Honeycomb is definitely a huge step toward making Android more tablet-friendly. But the keyboard still isn’t as easy to use as it should be, the web browser still doesn’t display all web content as well as it could (particularly Adobe Flash elements that haven’t been optimized for mobile devices), and most importantly, there just aren’t enough killer apps for Android tablets… at least not yet.
If you’ve been frustrated by the small screen size of your phone — or if you’re looking for a device for surfing the web, watching videos, playing games, and running other Android apps and don’t want a smartphone, then the XOOM (or another Android tablet) might be for you. But as a Google Nexus One user I’m still waiting for the killer apps that will make me want to use a Honeycomb tablet like the XOOM on a regular basis. I’m not sure why I would spend $599 on one.

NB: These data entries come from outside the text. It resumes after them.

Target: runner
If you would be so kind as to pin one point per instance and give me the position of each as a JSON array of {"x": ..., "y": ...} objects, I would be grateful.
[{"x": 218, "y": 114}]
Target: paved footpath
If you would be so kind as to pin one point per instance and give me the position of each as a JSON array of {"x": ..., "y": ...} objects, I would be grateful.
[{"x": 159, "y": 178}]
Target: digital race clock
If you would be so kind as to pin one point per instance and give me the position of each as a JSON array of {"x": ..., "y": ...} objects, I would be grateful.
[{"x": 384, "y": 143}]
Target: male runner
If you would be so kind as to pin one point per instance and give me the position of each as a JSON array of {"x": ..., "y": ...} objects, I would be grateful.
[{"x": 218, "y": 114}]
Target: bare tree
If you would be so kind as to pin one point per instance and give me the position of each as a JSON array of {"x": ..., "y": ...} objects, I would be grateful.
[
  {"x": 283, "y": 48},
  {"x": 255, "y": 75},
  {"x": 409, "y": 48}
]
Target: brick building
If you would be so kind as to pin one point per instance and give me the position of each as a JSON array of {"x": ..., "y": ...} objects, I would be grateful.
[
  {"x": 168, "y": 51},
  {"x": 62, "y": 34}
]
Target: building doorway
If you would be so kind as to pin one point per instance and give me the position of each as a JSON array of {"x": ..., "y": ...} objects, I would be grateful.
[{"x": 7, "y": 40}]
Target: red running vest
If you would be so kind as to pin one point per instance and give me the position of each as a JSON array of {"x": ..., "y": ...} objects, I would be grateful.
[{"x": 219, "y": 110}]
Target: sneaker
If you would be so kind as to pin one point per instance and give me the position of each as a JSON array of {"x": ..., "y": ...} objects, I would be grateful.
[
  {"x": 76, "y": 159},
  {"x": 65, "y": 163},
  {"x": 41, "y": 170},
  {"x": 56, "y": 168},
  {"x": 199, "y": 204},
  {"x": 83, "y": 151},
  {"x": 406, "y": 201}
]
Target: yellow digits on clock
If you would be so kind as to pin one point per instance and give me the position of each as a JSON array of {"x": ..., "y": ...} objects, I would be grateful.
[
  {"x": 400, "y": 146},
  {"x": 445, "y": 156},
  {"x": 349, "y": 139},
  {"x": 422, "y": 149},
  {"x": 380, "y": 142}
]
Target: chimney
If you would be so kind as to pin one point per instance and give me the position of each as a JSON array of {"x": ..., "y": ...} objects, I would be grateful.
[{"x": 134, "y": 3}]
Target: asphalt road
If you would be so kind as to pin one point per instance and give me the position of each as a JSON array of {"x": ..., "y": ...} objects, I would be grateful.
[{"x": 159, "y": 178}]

Or if you want to make a bet that the Honeycomb apps will arrive en masse soon, the XOOM isn’t a bad option. Motorola has a cozy relationship with Google, and the XOOM was the first tablet to receive the Android 3.1 software update and XOOM users were among the first to gain access to Google’s new Music Beta service. — so if you want to keep on top of new Honeycomb developments there may be advantages to choosing the XOOM.
While Motorola isn’t the only company with a Honeycomb tablet at the moment, the specs are still pretty much state of the art. The Asus Eee Pad Transformer, Acer Iconia Tab A500, and Samsung Galaxy Tab 10.1 all have the same basic features as the XOOM: and NVIDIA Tegra 2 processor, 1280 x 800 pixel display, 1GB of RAM, and so on.